Answer
We can rank them in order of the time it takes light to traverse the tanks, from greatest to smallest:
$e \gt d \gt a \gt f \gt c \gt b$
Work Step by Step
We can find an expression for the speed of light in a substance:
$v = \frac{c}{n}$
Let $d$ be the length of a tank.
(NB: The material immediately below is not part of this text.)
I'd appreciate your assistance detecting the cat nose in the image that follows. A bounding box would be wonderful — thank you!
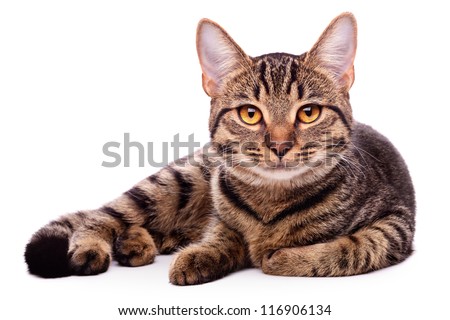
[265,134,294,161]
[269,141,292,160]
We can find an expression for the required time $t$ for light to traverse each tank:
$t = \frac{d}{v} = \frac{d}{c/n} = \frac{d~n}{c}$
We can find an expression for the required time for light to traverse each tank:
(a) $t = \frac{d~n}{c} = \frac{(5/4)(1~m)}{c} = \frac{5}{4}~\times \frac{1}{c}$
(b) $t = \frac{d~n}{c} = \frac{(1)(4/5~m)}{c} = \frac{4}{5}~\times \frac{1}{c}$
(c) $t = \frac{d~n}{c} = \frac{(1)(1~m)}{c} = 1~\times \frac{1}{c}$
(d) $t = \frac{d~n}{c} = \frac{(3/2)(1~m)}{c} = \frac{3}{2}~\times \frac{1}{c}$
(e) $t = \frac{d~n}{c} = \frac{(3/2)(5/4~m)}{c} = \frac{15}{8}~\times \frac{1}{c}$
(f) $t = \frac{d~n}{c} = \frac{(3/2)(4/5~m)}{c} = \frac{6}{5}~\times \frac{1}{c}$
We can rank them in order of the time it takes light to traverse the tanks, from greatest to smallest:
$e \gt d \gt a \gt f \gt c \gt b$